The java.lang.Math class that comes bundled with Java contains various methods for performing basic *numeric operations* such as the elementary exponential, logarithm, square root, and trigonometric functions.

Math.random() method is part of the Math class. It is used for **generating random values between 0.0 and 0.1**. The random values are chosen *pseudorandomly*. This means the algorithm relies solely on mathematical equations to generate random numbers. In contrast, *true random* number generators use unpredictable and external physical criteria (e.g. atmospheric data) to generate random numbers. If you’re looking for true random number generation in Java, take a look at javax.crypto.SecureRandom. It uses your system’s source for randomness (e.g. `/dev/urandom`

) to generate random numbers. I digress, but if you’re interested in learning more about pseudorandom vs *true random*, here’s a good blog post by Bo Allen.

Let’s look at the method signature of the Math.random() method:

```
public static double random()
```

Note that just like all other methods of the Math class, Math.random() is a `static`

method so you can call it directly on the Math class without needing an object. It returns a value of type `double`

. Another thing to keep in mind is that this method creates a new object of type Random which it uses internally to generate random numbers. The same random generator object is used for all calls to this method from anywhere in your code.

```
Math.random(); // e.g. 0.5674616450812238
```

## Example: Random Numbers Within a Range

A common use case is finding random numbers between a range. Let’s see an example where we’ll generate a **random number within 1 to 10**.

```
public class MathEx {
public static void main(String[] args) {
random();
}
private static void random() {
// Generate random number within 1 to 10 (inclusive) 10 times
for (int i=0; i<10; i++) {
System.out.println(
(int)randomWithinRange(1,10)
);
}
}
private static double randomWithinRange(int min, int max) {
assert min < max;
int range = (max - min) + 1;
return ((Math.random() * range) + min);
}
}
```

Here’s output from the code above generating random number between 1 and 10 when run 10 times.

**Output**

```
6
9
3
4
7
3
10
7
2
3
```

Here’s a screenshoot of the code above if you’re on mobile and having trouble reading the code above.

### Special cases

- This method is properly synchronized to allow correct use by more than one thread. However, if many threads need to generate pseudorandom numbers at a great rate, it may reduce contention for each thread to have its own pseudorandom-number generator.
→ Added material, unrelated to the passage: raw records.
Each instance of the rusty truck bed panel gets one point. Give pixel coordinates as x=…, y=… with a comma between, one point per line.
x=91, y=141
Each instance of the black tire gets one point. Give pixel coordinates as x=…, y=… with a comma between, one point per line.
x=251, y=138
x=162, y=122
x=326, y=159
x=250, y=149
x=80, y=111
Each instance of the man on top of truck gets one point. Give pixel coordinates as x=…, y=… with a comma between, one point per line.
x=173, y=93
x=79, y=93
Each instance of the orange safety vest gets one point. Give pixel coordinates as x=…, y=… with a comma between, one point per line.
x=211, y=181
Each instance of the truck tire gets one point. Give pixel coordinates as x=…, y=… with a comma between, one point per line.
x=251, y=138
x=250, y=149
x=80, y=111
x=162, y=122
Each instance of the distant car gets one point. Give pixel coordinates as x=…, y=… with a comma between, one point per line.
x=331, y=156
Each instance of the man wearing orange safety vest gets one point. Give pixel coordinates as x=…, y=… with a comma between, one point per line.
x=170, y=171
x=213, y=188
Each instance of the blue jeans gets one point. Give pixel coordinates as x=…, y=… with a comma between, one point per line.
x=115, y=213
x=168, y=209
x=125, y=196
If you need more detailed information, please see Javadocs. It’s worth noting that the `Math`

class in Java contains several other useful methods for arithmetic, logarithms and trignometric operations.

### Java Versions Tested

The examples in this post were compiled and executed using **Java 8**. Everything contained in this post is accurate to all versions up to **Java 13** (which is the latest version.)